L’inosservanza di tali pene costituisce condotta penalmente rilevante ai sensi dell’art. 389 c.p., che punisce il condannato irrispettoso degli obblighi o dei divieti inerenti alla pena accessoria inflitta.
Quanto alla durata, l’art. 37 c.p. dispone che, nel caso in cui la condanna importi pena accessoria temporanea, la cui durata non è espressamente determinata, “la pena accessoria ha una durata eguale a quella della pena principale inflitta […] In nessun caso essa può oltrepassare il limite minimo e quello massimo stabiliti per ciascuna specie di pena accessoria”.
2. Le pene accessorie applicabili all’amministratore dichiarato colpevole del delitto di bancarotta fraudolenta
I reati fallimentari astrattamente perpetrabili da “persone diverse dal fallito” trovano disciplina negli artt. 223 ss. del Regio Decreto 16 marzo 1942, n. 267 (hinc : legge fallimentare; ovvero per brevità “l. fall.”).

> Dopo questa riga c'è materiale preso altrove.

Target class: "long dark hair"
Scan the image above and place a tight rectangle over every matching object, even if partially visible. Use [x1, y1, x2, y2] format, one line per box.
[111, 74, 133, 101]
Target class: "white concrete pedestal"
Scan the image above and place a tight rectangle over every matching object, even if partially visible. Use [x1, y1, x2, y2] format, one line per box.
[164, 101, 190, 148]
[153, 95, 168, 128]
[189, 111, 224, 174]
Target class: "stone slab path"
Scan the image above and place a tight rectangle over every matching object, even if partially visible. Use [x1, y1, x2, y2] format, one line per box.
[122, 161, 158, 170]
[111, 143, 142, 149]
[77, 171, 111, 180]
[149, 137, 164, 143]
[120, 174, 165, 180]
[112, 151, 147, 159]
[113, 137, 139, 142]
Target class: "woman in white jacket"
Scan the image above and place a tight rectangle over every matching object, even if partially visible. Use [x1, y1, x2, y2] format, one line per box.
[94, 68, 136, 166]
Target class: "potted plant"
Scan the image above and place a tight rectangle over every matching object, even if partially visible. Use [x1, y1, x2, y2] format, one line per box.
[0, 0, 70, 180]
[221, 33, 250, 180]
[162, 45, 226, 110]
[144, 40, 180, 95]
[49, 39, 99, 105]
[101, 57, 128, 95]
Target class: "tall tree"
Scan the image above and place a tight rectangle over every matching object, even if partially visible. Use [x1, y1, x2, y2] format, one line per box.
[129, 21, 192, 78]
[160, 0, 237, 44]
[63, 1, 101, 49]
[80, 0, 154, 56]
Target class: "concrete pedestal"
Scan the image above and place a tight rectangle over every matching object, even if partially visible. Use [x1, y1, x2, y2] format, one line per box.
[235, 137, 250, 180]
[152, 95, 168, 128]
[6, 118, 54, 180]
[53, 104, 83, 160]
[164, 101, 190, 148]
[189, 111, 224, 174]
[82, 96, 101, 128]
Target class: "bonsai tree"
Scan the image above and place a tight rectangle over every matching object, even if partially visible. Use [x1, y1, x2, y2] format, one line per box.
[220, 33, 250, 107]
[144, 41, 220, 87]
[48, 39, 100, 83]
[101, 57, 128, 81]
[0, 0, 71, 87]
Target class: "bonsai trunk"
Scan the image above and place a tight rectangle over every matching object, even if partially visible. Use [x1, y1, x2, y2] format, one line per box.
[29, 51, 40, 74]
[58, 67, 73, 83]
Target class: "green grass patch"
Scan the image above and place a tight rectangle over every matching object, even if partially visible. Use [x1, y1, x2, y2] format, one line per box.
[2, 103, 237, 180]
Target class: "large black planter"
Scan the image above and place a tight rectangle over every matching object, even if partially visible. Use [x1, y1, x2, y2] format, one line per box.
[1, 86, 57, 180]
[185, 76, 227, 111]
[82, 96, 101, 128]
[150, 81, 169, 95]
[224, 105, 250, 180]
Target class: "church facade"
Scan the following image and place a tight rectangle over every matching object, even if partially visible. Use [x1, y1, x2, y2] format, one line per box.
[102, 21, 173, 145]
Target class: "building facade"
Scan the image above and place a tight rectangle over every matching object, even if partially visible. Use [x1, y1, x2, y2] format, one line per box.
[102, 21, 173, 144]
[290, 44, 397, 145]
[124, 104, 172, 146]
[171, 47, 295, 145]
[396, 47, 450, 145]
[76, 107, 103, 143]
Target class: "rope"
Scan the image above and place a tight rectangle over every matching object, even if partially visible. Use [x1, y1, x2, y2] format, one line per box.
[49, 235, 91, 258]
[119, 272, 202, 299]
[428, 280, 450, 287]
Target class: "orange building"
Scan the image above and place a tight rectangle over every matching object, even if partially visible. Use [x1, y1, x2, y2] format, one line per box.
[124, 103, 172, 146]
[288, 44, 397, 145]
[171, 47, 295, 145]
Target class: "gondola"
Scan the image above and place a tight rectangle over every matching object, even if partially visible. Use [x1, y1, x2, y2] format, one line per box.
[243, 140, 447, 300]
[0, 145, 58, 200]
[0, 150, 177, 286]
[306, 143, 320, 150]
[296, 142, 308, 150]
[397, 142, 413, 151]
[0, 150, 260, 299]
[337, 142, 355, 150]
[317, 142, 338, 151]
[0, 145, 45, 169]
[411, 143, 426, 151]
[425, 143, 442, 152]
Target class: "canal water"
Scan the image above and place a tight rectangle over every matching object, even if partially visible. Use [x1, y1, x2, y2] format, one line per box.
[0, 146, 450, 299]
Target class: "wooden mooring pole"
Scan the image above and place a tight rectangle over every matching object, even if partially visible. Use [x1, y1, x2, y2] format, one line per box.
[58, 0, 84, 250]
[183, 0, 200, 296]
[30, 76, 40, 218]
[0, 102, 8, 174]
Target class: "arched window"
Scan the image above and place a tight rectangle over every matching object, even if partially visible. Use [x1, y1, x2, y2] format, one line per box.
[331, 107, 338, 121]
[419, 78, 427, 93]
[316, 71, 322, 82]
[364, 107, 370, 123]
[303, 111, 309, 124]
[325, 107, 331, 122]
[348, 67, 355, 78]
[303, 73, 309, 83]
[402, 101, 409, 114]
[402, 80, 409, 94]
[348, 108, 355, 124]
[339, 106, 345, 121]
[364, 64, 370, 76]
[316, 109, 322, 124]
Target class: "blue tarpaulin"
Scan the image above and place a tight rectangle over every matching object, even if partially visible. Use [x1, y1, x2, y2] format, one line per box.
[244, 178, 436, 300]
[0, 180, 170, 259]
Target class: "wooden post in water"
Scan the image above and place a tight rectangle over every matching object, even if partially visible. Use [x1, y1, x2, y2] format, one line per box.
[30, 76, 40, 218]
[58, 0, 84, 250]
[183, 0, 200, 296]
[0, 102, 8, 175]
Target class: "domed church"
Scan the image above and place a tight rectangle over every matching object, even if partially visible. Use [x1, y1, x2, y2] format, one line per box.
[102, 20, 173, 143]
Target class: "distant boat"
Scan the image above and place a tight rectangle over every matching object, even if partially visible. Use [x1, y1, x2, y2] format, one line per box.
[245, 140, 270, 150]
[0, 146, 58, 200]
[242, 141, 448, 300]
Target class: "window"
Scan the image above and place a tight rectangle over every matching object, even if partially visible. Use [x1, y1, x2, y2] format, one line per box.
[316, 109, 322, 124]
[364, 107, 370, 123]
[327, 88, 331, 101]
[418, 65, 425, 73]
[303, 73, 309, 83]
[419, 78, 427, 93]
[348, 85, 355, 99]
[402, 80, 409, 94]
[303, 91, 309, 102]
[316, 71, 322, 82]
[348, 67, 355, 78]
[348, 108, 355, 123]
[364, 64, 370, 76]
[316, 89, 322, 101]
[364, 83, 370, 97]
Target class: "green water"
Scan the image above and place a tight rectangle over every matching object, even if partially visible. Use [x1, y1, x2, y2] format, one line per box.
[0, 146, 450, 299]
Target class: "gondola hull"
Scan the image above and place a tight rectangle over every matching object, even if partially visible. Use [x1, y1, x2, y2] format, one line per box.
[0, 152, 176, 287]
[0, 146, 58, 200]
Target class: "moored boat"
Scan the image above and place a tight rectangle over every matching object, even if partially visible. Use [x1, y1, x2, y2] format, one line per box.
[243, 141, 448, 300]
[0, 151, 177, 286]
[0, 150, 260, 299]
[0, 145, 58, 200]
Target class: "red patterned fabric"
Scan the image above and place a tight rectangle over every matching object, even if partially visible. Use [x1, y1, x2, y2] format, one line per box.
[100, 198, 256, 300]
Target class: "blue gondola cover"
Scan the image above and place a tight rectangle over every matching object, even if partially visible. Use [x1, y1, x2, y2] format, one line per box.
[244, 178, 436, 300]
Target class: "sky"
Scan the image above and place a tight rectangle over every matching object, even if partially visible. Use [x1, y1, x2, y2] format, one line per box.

L’art. 223 l. fall., rubricato “fatti di bancarotta fraudolenta” (c.d. bancarotta fraudolenta impropria),punisce, con la reclusione da tre a dieci anni, gli amministratori, direttori generali, sindaci e liquidatori di società dichiarate fallite, che hanno commesso uno dei fatti preveduti dall’art. 216 l. fall., che disciplina il delitto di bancarotta fraudolenta commessa dal soggetto dichiarato fallito (c.d. bancarotta fraudolenta propria).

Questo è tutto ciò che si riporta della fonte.